Closed WardLT closed 1 month ago

WardLT commented 2 months ago

Requirement Text I would like to include a model where the control vector has an influence on the measured outputs, but the interface to PrognosticsModel only includes the state as input.

Background Information I'm implementing a single-resistor (R_int) equivalent circuit model.

Suggested Solution Add u to the inputs of PrognosticModel.output, update the use of the model in the various StateEstimator classes.

DoD edit this to be a list of tasks that need to be completed

teubert commented 1 month ago

Hello @WardLT

Thanks for your suggestion. Sorry for the delay - I was on paternity leave until this week.

You're describing a pretty common case that we've run into with many of our models. The recommended solution for this is to include your control input in the state vector.
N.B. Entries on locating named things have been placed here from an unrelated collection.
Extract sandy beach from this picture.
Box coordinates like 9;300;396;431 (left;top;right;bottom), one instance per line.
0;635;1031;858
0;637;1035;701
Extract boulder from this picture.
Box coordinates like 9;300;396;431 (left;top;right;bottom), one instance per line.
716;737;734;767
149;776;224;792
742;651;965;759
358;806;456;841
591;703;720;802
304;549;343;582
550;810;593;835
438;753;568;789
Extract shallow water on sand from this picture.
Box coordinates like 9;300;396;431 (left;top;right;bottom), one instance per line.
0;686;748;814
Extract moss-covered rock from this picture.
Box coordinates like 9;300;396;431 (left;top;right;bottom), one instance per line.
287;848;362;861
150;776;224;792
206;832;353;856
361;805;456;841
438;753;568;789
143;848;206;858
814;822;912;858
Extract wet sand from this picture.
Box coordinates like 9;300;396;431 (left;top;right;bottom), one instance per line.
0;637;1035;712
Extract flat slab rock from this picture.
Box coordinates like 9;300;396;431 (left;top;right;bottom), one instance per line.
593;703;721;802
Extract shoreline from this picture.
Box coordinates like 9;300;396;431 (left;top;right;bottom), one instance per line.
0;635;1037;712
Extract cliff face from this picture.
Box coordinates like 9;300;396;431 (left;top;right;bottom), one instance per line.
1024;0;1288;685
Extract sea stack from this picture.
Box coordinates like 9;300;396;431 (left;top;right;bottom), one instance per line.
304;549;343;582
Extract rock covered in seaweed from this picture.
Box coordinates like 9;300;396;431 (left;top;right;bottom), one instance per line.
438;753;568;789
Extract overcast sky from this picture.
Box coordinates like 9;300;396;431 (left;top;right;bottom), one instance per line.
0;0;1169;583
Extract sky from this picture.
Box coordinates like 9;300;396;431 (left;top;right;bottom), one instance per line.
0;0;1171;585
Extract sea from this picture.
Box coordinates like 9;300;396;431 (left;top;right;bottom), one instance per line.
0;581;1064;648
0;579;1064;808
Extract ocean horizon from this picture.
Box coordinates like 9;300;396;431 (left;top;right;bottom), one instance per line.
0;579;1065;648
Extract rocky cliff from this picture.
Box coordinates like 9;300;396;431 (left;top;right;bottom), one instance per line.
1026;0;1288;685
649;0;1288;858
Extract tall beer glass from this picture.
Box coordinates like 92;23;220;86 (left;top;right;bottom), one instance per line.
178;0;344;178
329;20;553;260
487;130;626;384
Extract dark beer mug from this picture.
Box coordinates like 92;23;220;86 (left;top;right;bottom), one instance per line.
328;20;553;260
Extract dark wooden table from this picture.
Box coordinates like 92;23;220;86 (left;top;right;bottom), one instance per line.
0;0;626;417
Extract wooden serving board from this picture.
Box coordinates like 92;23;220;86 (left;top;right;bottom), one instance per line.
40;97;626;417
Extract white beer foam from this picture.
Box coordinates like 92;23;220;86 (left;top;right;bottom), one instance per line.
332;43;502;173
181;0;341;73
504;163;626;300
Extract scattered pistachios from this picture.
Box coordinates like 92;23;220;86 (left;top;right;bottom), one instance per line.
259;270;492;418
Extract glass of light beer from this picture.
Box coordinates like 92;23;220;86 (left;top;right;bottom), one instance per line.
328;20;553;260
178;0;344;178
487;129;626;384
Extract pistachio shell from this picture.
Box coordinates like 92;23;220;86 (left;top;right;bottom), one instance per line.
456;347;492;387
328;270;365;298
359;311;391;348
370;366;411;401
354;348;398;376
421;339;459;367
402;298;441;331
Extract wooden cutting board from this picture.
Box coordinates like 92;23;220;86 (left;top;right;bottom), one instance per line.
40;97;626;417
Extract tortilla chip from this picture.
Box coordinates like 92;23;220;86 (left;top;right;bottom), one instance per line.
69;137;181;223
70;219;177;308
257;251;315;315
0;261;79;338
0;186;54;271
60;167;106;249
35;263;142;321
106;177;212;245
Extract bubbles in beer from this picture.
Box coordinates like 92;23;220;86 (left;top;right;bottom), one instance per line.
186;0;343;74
This is referred internally as a "pass-through input".

There's a few reasons for this:

  1. We made a design decision early on that the state of the system (used to derive outputs, event states, threshold met, etc.) be completely described by the state vector to simplify and clean model design
  2. Many of the tools we've built rely on this assumption.

I've looked through our public models and cant find an example of passthrough inputs, but it's present in a few of the nasa-internal models.

It would look something like this:

class MyModel:
    def next_state(self, x, u, dt):
        ... # Logic of model
        next_x['some_input'] = u['some_input'] # passthrough input

    def output(self, x):
        # use x['some_input']

Is this an adequate solution to your problem? Let me know if this doesn't solve it and we can talk more about your proposed solution.

WardLT commented 1 month ago

First, congrats!

Second, passthrough inputs makes sense and I don't forsee it becoming a problem. I'll go ahead and close my PR then find out if I can make this work with our models.